The first ever "Concert in the Sky" at 39,000 ft on a Boeing 777 with Sheryl Crow to launch the United-Sony music partnership.
After I became a VP at Sony, my first assignment was to find a launch partner for the new Sony Connect division. Sony Connect was Sony’s first commercial digital download enterprise.
Utilizing our relationship with Visa, we negotiated a unique partnership with United's frequent flyer program to redeem miles for music downloads.
To launch the "Mileage Plus Music" campaign we combined our efforts with the inaugural launch of the Sony Connect service.
I negotiated with United's CMO to provide a Boeing 777 for the first in-flight concert. We utilized our relationship with Interscope Records to recruit Sheryl Crow to perform on a charter flight from Chicago to Los Angeles with 100 VIP’s and press.
We recorded all the 7 songs she performed for an exclusive digital download EP that we sold via Sony Connect, in addition to a 7 camera video shoot of the event.
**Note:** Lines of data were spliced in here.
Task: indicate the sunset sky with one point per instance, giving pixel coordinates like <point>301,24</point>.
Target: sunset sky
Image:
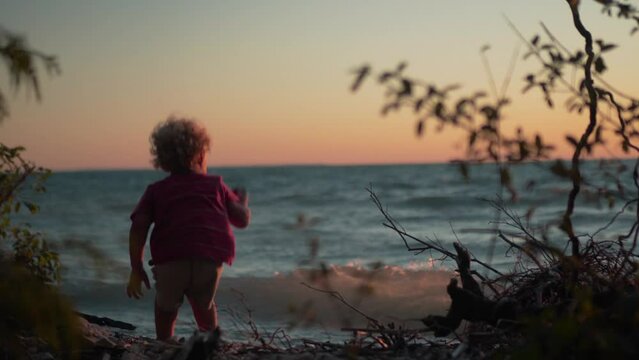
<point>270,79</point>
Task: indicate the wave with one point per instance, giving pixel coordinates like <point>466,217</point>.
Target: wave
<point>387,293</point>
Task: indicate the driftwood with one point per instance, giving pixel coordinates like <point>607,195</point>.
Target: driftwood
<point>105,321</point>
<point>468,302</point>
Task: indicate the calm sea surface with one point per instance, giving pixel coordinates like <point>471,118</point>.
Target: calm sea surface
<point>300,208</point>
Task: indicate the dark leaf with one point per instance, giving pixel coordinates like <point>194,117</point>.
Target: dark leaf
<point>407,88</point>
<point>572,140</point>
<point>360,75</point>
<point>600,65</point>
<point>535,40</point>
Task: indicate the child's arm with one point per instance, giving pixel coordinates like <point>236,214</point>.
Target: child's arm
<point>239,212</point>
<point>137,240</point>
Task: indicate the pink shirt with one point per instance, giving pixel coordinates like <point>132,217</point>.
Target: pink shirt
<point>191,218</point>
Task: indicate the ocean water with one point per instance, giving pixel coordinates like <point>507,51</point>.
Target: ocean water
<point>305,218</point>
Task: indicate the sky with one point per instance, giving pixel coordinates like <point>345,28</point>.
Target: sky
<point>270,79</point>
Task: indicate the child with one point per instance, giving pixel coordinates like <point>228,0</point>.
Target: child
<point>192,236</point>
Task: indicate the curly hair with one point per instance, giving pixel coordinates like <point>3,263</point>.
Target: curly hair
<point>176,144</point>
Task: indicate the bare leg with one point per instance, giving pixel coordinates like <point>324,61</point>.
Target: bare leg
<point>205,316</point>
<point>164,323</point>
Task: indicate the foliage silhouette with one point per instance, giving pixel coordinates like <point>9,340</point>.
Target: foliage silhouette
<point>29,305</point>
<point>571,292</point>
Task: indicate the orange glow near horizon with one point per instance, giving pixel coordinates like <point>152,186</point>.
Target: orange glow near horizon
<point>274,89</point>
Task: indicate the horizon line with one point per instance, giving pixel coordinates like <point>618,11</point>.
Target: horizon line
<point>275,165</point>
We edited an EPK during the flight and rushed it to satellite distribution after we landed to make all the network evening news.
We produced a 30 sec TV spot from the footage and ran the spot on all the United flights for 6 weeks after event.
United’s press team ran a media evaluation of all the print, online and TV exposure we generated and estimated we communicated to over 60 million folks worldwide.
Here's a short video of this historic event:
Crow's show at 39,000 feet makes skies friendlier for musicians, fans
May 5, 2004 by Bill Zwecker Chicago Sun Times
"Well, this gives new meaning to the mile-high club," quipped Sheryl Crow Tuesday at O'Hare Airport, just before embarking on her first-ever in-flight concert on United Airlines Flight No. 9907.
The Grammy winner teamed up with the Chicago-based carrier and Sony Music for the Chicago-to-L.A. flight to promote a new partnership that lets frequent fliers download songs via Sony's new Connect online music store.
Crow said the unusual marketing pitch appealed to her as "a longtime strong advocate of the protection of intellectual property rights. I think this is an exciting moment in the music business, a great alternative to make kids discover how not to steal from artists' creativity. Piracy has become such a terrible problem."
Crow laughed when asked how she felt when first approached about performing an acoustic, 40-minute set at 39,000 feet.
"First off, I wondered about the engine noise. How are we going to drown that out? What about plane vibrations? Where do we put the speakers? What if there's a lot of turbulence?"
Martin White, the airline's senior vice president of marketing, was beaming nearby. The unusual promotion had been his idea, a pitch to his corporate bosses that wasn't necessarily easy "but clearly will be well worth it," White said.
When asked why Crow seemed the natural choice as the first in-flight performer, White winked. "Well, first of all, I'm a huge fan," he said. "But when we looked over the list of artists Sony suggested, we were most impressed with her record as an anti-piracy advocate. She's truly a leader among her peers in the business."
By 11 a.m., a group of specially invited United and Sony guests and members of the press (including this columnist) were on board. According to White, this was only the second time the brand new Boeing 777 had "welcomed a celebrity into the friendly skies -- the first time was back in February when we welcomed Oscar."
The Chicago-made Academy Awards were transported on the same plane to the 76th annual Oscar presentation in Hollywood.
A special welcome from the plane's captain indicated, "While we've carefully plotted our routing today, it will be as the crow flies" -- a line that understandably drew loud but good-natured groans from the passengers.
Shortly after lunch was served, the entire passenger list switched seats, moving from the first-class, business and economy-plus sections to the rear of the plane, where Crow launched into her 40-minute gig.
"This is probably the first time being in the back of coach is the coolest place to be," quipped one Sony executive.About two hours into the flight, a very relaxed Crow schmoozed with the crowd and played some of her favorites, plus one new song.
"This is one of the craziest things I've ever done," she said. "I'm flying over so many states, I hope I don't have to pay taxes in any of them."
Added the singer, "I usually do this with pyro and dancers, but United wouldn't bite."Among the songs she and guitarist Tim Smith played during the 40-minute set were "A Change Will Do You Good," Cat Stevens' "First Cut Is the Deepest," "If It Makes You Happy" and "My Favorite Mistake" -- "a song that's really about somebody, but I can't tell you who," Crow cracked.
Her new selection: "Light in Your Eyes," which Crow said was "a brand new song inspired by George Harrison and all he went through at the end of his life, plus all the things he stood for at this time when we're again at war."
Shortly after the airborne Crow caper, everyone returned to their assigned seats and Flight 9907 set down at Los Angeles International Airport.
But the festivities did not end there. It was on to the Sony Music "campus" in Santa Monica, where Crow performed an entirely new program of her biggest hits.